Another example comes from an article titled The Epidemiology of Acute Poliomyelitis published in 1908 in the American Journal of Medical Sciences by New York physicians Luther Emmet Holt and Frederic Bartlett. Holt and Bartlett reviewed every polio outbreak reported in the medical literature at the time, totaling 35 in all, and paid special attention to reports of multiple morbidity in a single family. Out of the 1,400 polio cases reviewed, only 40 instances of more than one patient in a family were found. On page 662, the physicians concluded that, while they felt that polio was an “infectious” disease, contagiousness was an open question. Holt and Bartlett wanted to claim that polio was contagious. However, they could only say it was contagious to a very slight degree. Even then, the physicians cautioned against drawing any conclusions until an “infectious agent” was discovered:

“Conciusions. The occurrence of epidemics and the relation of certain groups of cases to one another in these epidemics place beyond question the statement that acute poliomyelitis is an infectious disease. Whether we can go farther and state that the disease is communicable is an open question. After carefully considering all the evidence brought together in this paper, we cannot resist the conclusion that the disease is communicable, although only to a very slight degree, one of the most striking facts being the development of the second cases within ten days after possible exposure. Positive statements, however, must be deferred until the discovery of the infectious agent.”

https://archive.org/details/sim_american-journal-of-the-medical-sciences_1908-05_135_5/page/646/mode/2up

In a lecture at the 1926 conference of the American Medical Association, Dr. Lloyd Aycock of the Department of Preventive Medicine and Hygiene at Harvard Medical School spoke on the epidemiology of polio and its means of distribution. He noted a greater incidence of polio in rural areas, compared to cities, contradicting what would be expected from a contagious disease:

“there is no theoretical reason why persons in rural life should be more prone to exhibit the paralytic form of the disease.”

Dr.
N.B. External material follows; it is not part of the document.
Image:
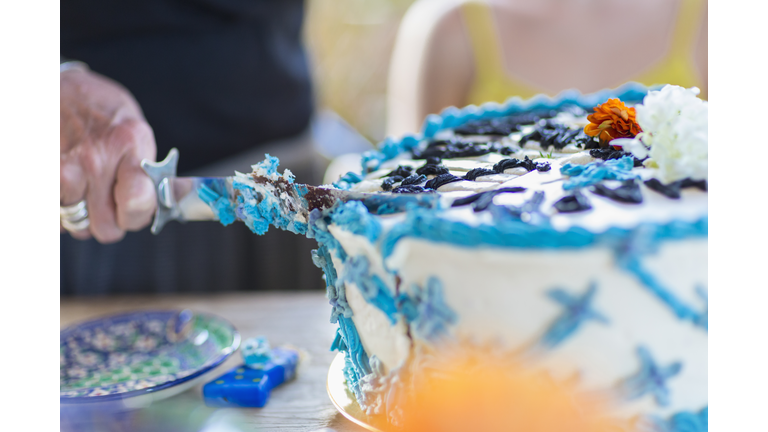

Aycock also emphasized the lack of evidence for direct contagion among polio patients:

“However, epidemiologic evidence of direct contact is scant. The proportion of cases ascribed to direct contact, made up largely of multiple cases in families, has been stated at around 5 percent. It has been observed that the onsets of multiple cases in families as a rule so nearly coincide that they probably represent in the majority
of instances simultaneous infection. When allowance is made for this, the proportion of direct contact cases is reduced to an extremely small figure.”

Thus, the early US polio outbreaks did not provide substantial evidence suggesting that it was a contagious disease. Its characterization as an “infectious” disease was also not based on solid evidence but rather on a distribution pattern. Reinforcing the above sources, we can find further evidence showing not only that polio was not a contagious or “infectious” disease, but also that the contagion hypothesis was lacking, the evidence for polio was derived from animal experiments that did not equate to humans, and that contagion did not exist in animals either.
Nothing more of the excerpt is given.